Last Thursday the 26th of July the World Heritage Site team were lucky enough to be able to attend East Pool Mine’s journey through Basset Mines, in the Redruth/Camborne area of the Cornish Mining World Heritage Site.
The walking tour, which started at South Wheal Frances, included a couple of short car journeys to cover the entire extent of the workings of Basset Mines. The tour was conducted by Kingsley Rickard, Vice-chairman of the Trevithick Society, a very knowledgeable local industrial historian who can often be spotted on the back of the Society’s famous Puffing Devil replica.
We followed the ore’s 19th Century journey as it rose from the depths of Marriott’s Shaft at South Wheal Frances. Stood over the now grille covered, 2000 ft deep shaft, it was mind blowing to imagine how the engineering achievements of the time enabled such a huge undertaking to be carried out on such a large scale.
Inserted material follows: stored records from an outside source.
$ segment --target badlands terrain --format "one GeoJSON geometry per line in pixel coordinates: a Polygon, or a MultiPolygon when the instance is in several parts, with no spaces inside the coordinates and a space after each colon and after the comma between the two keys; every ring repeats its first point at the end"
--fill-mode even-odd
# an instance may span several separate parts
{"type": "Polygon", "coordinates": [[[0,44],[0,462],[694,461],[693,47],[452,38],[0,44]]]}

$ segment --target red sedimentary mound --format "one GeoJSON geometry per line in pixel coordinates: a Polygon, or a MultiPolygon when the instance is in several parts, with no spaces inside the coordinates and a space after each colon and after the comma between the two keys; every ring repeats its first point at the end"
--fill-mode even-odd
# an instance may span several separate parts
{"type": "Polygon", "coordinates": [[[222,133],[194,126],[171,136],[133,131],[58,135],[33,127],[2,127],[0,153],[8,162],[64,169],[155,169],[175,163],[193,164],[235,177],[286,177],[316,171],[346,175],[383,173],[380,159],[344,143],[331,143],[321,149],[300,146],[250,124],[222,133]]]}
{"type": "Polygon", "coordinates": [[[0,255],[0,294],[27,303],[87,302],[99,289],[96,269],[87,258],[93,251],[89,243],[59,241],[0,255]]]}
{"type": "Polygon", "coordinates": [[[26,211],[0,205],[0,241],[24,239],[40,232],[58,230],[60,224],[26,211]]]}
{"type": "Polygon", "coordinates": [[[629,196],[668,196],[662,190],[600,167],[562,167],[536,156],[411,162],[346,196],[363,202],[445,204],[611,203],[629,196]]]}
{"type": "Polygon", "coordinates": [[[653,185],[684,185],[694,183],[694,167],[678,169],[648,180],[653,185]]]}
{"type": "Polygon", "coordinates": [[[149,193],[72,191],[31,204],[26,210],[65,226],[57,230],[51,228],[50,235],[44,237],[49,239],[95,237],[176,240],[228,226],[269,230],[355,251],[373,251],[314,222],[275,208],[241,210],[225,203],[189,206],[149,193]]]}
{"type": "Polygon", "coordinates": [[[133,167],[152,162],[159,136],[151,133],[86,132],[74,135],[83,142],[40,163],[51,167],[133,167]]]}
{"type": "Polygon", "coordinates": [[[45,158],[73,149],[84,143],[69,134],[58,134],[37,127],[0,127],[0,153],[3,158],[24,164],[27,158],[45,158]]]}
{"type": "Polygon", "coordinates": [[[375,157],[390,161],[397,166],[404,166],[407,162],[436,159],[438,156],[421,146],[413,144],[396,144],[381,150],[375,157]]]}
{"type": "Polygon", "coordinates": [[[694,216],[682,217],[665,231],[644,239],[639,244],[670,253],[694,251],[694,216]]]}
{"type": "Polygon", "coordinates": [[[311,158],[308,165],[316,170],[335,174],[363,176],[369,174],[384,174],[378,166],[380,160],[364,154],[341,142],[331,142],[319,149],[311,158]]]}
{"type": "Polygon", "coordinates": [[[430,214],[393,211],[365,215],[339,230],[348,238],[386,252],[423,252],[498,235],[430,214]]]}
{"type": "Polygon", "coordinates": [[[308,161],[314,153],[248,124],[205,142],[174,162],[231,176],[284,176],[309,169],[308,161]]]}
Kingsley was able to vividly describe each building and the machinery housed within them in such a way even those without engineering degrees were able to visualise the workings and capability of this fascinating site.
We walked in the shadows of the majestic, cathedral like mine buildings. Kingsley punctuated the walk with stories of the day to day life of the hard working miners and added entertaining tales of the famous Richard Trevithick, bringing to life the world in which the miners of the time lived.
We followed the route the ore took; saw the still towering remains of West Basset Stamps where the ore was further crushed, separated and upgraded to the final point where it would be taken to the smelter and turned into the precious final product: tin.
The tour not only included a fantastic (miner appropriate) pasty, delivery from local Baker Tom’s in Pool, but also access to East Pool Mine where Kingsley was able to provide a tour of that site as well.
The team and the rest of the attendees had a fantastic time, not only was the tour historically informative and full of engineering insight but it was engaging and animated in a way which truly brought the sites to life.